Bridesmaids (2011)

It’s not easy being a woman. Not even a wealthy American woman, apparently.

After being praised by feminists and critics as not only one of those rare movies that are actually about women, but also genuinely smart, warm and funny, you’d expect Bridesmaids to tone down the hysterical female stereotype that made audience reactions to the Sex & the City movies so diverse. Not so much so.
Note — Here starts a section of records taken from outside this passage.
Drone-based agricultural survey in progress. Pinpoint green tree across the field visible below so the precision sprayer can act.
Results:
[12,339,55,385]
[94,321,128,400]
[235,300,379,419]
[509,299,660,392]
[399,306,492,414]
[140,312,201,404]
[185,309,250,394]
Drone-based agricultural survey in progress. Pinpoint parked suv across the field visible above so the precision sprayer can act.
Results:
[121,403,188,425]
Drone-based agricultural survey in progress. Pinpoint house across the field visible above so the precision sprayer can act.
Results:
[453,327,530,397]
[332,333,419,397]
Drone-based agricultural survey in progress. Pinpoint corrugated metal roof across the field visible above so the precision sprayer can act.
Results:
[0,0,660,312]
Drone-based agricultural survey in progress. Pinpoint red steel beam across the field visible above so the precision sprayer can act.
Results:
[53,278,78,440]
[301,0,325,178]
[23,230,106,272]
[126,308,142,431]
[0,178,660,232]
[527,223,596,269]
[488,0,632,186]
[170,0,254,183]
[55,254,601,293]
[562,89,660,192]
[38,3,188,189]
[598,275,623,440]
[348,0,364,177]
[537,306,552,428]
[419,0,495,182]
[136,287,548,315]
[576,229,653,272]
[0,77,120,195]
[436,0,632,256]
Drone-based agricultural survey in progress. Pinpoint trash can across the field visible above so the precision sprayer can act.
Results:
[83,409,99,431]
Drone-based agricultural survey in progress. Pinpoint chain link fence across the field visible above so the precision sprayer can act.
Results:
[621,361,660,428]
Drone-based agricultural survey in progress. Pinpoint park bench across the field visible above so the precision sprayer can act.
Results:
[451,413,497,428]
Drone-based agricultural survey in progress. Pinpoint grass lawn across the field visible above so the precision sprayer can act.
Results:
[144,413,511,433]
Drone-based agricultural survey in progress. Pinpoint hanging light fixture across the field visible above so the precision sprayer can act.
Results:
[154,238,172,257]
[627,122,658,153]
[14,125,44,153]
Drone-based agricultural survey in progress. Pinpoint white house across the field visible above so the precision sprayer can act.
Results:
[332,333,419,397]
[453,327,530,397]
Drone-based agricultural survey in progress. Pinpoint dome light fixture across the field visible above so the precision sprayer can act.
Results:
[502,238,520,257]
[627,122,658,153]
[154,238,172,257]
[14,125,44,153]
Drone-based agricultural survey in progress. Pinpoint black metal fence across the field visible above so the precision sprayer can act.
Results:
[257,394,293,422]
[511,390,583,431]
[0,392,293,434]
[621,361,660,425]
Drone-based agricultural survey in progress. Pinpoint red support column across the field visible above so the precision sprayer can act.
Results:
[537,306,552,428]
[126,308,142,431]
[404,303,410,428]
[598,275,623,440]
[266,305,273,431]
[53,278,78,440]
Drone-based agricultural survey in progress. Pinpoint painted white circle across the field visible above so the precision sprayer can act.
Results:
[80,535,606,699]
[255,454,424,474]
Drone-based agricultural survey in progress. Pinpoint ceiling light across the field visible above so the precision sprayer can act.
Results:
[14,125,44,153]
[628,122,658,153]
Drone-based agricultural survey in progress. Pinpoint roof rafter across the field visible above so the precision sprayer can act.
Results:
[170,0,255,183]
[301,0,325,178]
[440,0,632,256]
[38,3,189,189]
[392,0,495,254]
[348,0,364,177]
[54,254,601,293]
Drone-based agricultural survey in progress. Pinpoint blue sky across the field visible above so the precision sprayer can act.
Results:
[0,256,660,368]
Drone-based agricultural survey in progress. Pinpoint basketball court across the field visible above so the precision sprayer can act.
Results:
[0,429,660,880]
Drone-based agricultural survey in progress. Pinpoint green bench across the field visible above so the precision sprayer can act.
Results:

Believe it or not, I have female friends. They’re like guys, except good-looking. But when girls wander off to Chick Land, something happens. Life is very different there. When you meet a cute guy, you run away. Sleeping around is encouraged (“You go, girl!”) and looked down upon (“What a slut!”) at the same time. Luxury is both the height of pleasure and pathetically over-the-top. And if you’re out of luck, all it takes to make your fellow women hate you is being pretty. Which is of course also one of the main things you strive for.

Bad dramas are boring, but comedy is like horror and porn. It doesn’t take a lot of brains to make loads of money. Bridesmaids is not a dumb movie. You’ll most likely not be bored. You’ll laugh and perhaps even cry with and at those whose menstrual pains I’ll never experience and for whom the disco ball shines just a little bit brighter than I’ll ever apprehend.

In the process of becoming an adult, you learn to accept that there are different kinds of people, with different sets of morals and ways of thinking. I’m not quite there yet.